US phone hacking investigation ‘progressing’

The US Attorney-General says that investigations into News Corp’s American operations are progressing as the House of Lords prepars to debate media conduct.

Speaking in Sydney, Eric H Holder said: “There have been members of Congress in the United States who have asked us to investigate those same allegations and we are progressing in that regard using the appropriate federal law enforcement agencies”.

The FBI has already announced it is looking at allegations that Rupert Murdoch‘s News Corp tried to hack into the phone records of 9/11 victims, after growing Senate and Congress calls for an official inquiry.

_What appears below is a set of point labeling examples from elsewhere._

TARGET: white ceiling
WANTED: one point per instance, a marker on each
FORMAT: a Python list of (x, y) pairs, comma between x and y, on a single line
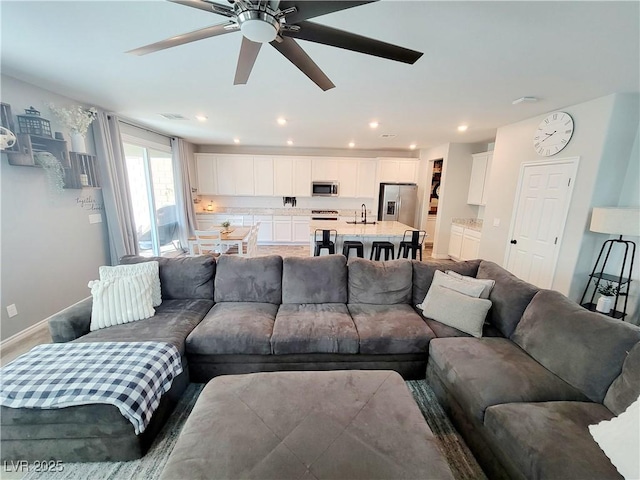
[(478, 57)]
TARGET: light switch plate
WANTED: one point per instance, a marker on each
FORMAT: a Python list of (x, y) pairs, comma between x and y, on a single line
[(12, 310)]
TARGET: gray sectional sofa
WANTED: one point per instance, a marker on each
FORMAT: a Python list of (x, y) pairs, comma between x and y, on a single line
[(521, 396)]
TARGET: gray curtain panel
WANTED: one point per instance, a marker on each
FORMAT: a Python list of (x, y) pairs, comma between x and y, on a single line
[(181, 151), (115, 187)]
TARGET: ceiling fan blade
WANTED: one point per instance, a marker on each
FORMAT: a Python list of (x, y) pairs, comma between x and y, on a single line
[(207, 6), (292, 51), (248, 54), (207, 32), (314, 32), (307, 9)]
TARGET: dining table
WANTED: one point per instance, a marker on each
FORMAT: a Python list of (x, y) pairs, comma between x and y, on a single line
[(231, 236)]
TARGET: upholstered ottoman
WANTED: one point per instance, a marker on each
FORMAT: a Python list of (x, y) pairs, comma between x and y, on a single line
[(337, 424)]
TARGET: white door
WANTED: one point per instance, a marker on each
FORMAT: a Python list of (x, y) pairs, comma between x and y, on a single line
[(541, 210)]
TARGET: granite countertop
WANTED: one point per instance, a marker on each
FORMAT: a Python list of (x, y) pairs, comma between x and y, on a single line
[(293, 211), (470, 223), (380, 229)]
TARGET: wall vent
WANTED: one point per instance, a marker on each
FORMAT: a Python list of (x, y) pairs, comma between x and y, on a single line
[(173, 116)]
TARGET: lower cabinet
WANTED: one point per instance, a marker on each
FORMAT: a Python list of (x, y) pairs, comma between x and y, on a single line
[(455, 242), (470, 244), (464, 243)]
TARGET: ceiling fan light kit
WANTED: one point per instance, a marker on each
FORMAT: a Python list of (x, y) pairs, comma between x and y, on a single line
[(279, 23)]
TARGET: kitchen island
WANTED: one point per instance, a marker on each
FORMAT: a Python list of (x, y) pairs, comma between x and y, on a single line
[(381, 231)]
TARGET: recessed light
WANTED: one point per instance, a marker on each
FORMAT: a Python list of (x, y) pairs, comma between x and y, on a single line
[(525, 100)]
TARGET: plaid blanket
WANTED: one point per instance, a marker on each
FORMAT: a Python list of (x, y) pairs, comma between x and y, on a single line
[(131, 376)]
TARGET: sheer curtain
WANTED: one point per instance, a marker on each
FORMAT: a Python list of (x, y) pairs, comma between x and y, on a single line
[(115, 187), (182, 151)]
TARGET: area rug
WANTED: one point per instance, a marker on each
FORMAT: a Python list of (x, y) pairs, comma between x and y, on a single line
[(461, 461)]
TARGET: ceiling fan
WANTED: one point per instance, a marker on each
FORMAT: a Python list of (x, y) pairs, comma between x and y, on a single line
[(279, 23)]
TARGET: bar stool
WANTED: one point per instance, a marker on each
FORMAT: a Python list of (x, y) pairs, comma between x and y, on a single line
[(414, 245), (377, 247), (328, 241), (349, 244)]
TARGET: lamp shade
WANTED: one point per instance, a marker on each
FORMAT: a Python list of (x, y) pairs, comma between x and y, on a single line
[(616, 221)]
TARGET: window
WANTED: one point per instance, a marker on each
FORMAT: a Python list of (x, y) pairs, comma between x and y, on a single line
[(153, 197)]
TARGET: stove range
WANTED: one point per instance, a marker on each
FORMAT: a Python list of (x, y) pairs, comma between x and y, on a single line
[(324, 215)]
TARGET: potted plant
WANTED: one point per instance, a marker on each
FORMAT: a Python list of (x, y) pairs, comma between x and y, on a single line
[(607, 291)]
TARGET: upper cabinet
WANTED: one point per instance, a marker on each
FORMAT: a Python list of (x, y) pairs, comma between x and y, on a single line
[(206, 167), (480, 170), (396, 170), (291, 177)]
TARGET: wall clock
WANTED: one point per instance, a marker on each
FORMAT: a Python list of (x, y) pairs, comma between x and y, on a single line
[(553, 134)]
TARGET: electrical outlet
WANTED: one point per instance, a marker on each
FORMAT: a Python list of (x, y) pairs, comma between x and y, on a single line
[(12, 310)]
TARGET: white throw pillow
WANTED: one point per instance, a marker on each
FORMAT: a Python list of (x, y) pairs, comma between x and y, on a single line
[(120, 300), (487, 283), (619, 439), (152, 269), (441, 279), (456, 309)]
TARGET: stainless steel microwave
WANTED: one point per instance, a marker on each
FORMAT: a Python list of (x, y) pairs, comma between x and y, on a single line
[(324, 189)]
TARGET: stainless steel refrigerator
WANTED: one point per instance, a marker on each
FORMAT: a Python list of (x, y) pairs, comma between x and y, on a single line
[(398, 201)]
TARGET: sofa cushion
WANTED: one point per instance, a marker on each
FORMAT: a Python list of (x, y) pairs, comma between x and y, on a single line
[(380, 283), (234, 327), (509, 297), (456, 309), (314, 279), (626, 387), (314, 328), (172, 323), (490, 371), (182, 277), (241, 279), (584, 348), (386, 329), (549, 440), (443, 331), (423, 274)]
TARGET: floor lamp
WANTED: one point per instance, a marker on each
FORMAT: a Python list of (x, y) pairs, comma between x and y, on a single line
[(614, 221)]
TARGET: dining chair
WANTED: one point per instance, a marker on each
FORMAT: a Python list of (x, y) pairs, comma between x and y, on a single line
[(209, 242), (412, 240)]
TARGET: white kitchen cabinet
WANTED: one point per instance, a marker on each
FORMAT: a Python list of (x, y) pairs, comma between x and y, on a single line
[(470, 244), (325, 169), (348, 178), (366, 181), (301, 185), (243, 175), (206, 174), (430, 229), (263, 176), (480, 169), (300, 229), (226, 176), (455, 242), (265, 230), (282, 228), (204, 221), (395, 170)]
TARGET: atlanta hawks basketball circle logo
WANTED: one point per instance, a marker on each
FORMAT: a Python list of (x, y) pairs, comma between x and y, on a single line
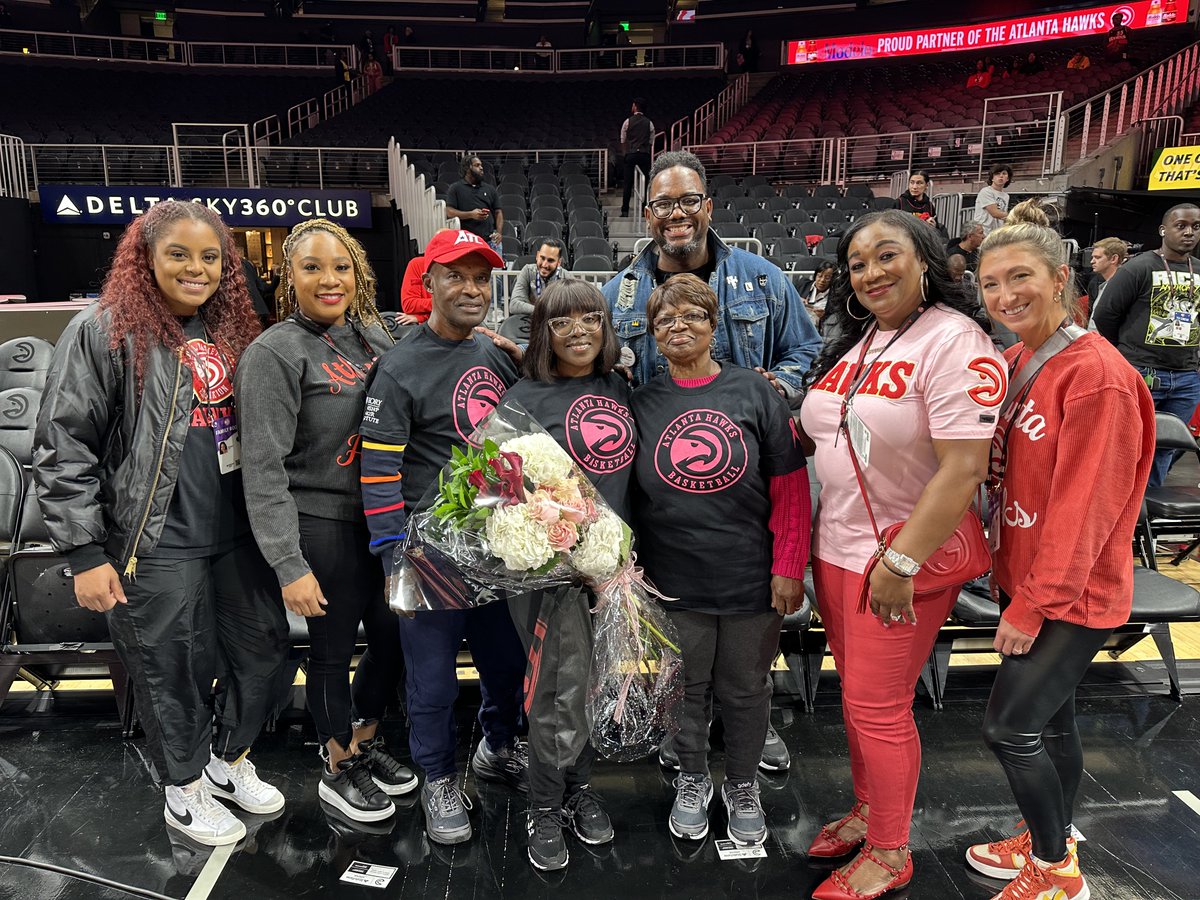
[(477, 394), (600, 433), (210, 375), (701, 451)]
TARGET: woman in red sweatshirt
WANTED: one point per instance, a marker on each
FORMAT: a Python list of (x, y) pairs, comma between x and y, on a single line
[(1069, 463)]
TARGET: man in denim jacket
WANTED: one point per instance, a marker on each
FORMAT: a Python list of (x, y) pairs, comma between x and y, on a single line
[(761, 324)]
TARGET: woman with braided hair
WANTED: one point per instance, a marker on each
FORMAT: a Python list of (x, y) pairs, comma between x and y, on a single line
[(131, 479), (301, 387)]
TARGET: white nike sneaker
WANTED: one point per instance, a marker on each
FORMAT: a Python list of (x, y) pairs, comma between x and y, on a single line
[(241, 785), (192, 810)]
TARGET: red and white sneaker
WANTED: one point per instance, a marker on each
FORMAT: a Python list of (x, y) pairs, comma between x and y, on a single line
[(1006, 858), (1039, 881)]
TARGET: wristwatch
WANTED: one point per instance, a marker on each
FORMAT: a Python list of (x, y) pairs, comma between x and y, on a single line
[(898, 562)]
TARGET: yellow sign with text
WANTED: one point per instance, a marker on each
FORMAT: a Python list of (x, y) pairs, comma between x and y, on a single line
[(1177, 169)]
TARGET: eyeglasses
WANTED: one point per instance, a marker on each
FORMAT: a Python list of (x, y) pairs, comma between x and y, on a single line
[(589, 323), (689, 203), (689, 318)]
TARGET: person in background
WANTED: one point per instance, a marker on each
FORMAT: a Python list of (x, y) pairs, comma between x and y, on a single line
[(537, 276), (424, 397), (991, 203), (301, 387), (130, 479), (761, 322), (1151, 312), (477, 203), (718, 466), (571, 389), (636, 144), (916, 199), (919, 429), (1061, 567)]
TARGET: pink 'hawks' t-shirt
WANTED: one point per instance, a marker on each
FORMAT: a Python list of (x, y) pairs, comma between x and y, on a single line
[(941, 379)]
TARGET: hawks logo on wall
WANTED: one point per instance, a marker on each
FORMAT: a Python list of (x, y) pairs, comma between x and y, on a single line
[(600, 433), (701, 451), (477, 394), (211, 378)]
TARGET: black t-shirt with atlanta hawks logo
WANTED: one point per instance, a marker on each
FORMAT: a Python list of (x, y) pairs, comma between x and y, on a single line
[(427, 395), (208, 511), (702, 502), (589, 418)]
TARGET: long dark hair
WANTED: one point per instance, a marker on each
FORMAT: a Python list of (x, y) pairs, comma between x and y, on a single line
[(563, 298), (846, 319)]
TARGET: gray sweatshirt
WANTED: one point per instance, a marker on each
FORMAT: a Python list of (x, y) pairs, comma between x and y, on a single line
[(300, 405)]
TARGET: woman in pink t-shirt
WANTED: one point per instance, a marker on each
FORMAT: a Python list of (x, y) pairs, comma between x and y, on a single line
[(927, 385)]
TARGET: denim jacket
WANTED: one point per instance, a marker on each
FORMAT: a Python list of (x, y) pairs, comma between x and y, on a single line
[(761, 318)]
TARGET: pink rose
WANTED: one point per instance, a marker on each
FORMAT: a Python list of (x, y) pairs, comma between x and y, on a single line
[(562, 535)]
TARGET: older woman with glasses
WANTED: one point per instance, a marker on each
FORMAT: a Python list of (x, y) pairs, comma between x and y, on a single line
[(721, 515)]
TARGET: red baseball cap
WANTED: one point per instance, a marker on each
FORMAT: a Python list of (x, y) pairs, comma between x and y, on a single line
[(449, 245)]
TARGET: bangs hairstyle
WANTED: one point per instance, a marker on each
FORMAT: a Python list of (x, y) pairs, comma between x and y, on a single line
[(1029, 228), (847, 321), (363, 306), (136, 307), (568, 297), (681, 291)]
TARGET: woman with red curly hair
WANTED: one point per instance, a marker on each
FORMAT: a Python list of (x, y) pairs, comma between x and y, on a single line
[(131, 479)]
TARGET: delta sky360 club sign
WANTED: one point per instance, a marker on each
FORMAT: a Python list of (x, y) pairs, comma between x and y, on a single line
[(237, 205)]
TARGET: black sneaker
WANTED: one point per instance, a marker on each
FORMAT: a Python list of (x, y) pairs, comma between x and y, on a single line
[(774, 753), (353, 792), (445, 811), (589, 822), (393, 777), (547, 850), (510, 766)]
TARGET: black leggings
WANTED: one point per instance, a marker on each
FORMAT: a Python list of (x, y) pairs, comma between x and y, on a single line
[(1030, 725), (352, 581)]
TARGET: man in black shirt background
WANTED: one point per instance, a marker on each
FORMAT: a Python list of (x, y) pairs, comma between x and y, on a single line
[(477, 203)]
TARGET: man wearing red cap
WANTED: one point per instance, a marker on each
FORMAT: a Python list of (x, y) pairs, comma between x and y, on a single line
[(425, 396)]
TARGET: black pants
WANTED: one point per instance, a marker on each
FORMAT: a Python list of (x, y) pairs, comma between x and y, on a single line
[(186, 623), (640, 160), (1030, 725), (549, 785), (727, 657), (352, 581)]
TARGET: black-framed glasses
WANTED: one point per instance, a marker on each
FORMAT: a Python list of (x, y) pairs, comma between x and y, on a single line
[(689, 203), (690, 318), (565, 325)]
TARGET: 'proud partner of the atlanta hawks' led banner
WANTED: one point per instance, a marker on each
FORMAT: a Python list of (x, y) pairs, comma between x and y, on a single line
[(1075, 23)]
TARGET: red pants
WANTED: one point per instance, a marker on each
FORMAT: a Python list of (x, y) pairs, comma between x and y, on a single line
[(879, 669)]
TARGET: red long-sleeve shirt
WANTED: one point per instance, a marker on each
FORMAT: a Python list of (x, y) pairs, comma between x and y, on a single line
[(1079, 454), (414, 299)]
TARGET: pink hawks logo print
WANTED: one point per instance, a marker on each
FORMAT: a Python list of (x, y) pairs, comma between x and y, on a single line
[(477, 394), (210, 376), (600, 433), (701, 451)]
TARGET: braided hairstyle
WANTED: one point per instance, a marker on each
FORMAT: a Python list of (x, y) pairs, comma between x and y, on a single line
[(363, 305), (136, 307)]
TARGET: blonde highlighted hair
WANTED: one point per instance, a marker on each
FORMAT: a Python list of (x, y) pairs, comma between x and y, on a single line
[(1029, 226), (363, 306)]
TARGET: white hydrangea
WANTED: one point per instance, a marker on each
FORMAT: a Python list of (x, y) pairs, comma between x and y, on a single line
[(517, 539), (598, 556), (544, 460)]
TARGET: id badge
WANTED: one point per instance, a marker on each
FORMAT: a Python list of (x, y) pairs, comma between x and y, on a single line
[(1181, 327), (859, 437), (225, 432)]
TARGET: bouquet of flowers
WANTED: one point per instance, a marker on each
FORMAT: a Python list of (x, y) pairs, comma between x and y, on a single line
[(514, 513)]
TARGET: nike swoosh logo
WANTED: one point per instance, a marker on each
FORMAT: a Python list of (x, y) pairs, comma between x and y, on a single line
[(185, 820)]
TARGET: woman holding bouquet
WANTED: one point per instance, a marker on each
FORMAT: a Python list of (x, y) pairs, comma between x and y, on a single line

Peter King, a Republican US congressman and chairman of the House Homeland Security Committee, called for the investigation following a report in the Daily Mirror that alleged News of the World journalists offered to pay a New York police officer for the private phone records of victims of the 11 September, 2001 attacks.

Meanwhile, Britain’s top police officer, Metropolitan Police Commissioner Sir Paul Stephenson, is under pressure to explain how Scotland Yard came to employ a former News of the World journalist arrested in the phone hacking inquiry as a PR consultant.

Neil Wallis, who became the ninth person arrested since the Metropolitan Police launched the current investigation into phone hacking, was employed as recently as last year as sick leave cover for the force’s deputy director of public affairs, a police spokesman confirmed.

Home Secretary Theresa May wrote to Sir Paul last night to get “the full picture” of what happened, while the commissioner was summoned for a “very frank discussion” with London Mayor Boris Johnson lasting nearly an hour and a half.

“Sir Paul Stephenson reassured the mayor that the investigation at Scotland Yard is proceeding as swiftly and thoroughly as possible,” a spokesman for Mr Johnson said.

“He explained the circumstances of the hiring on a part-time, short-term basis of Neil Wallis.”

It has also emerged that Mr Wallis had been paid £24,000 by the Met to work as a two-day-a-month PR and that his contract was cancelled less than six months before the launch of the Operation Weeting investigation into phone hacking.

A debate on the allegations about the conduct of news media and the police and the position of News Corporation within UK media provision will be held later in the House of Lords.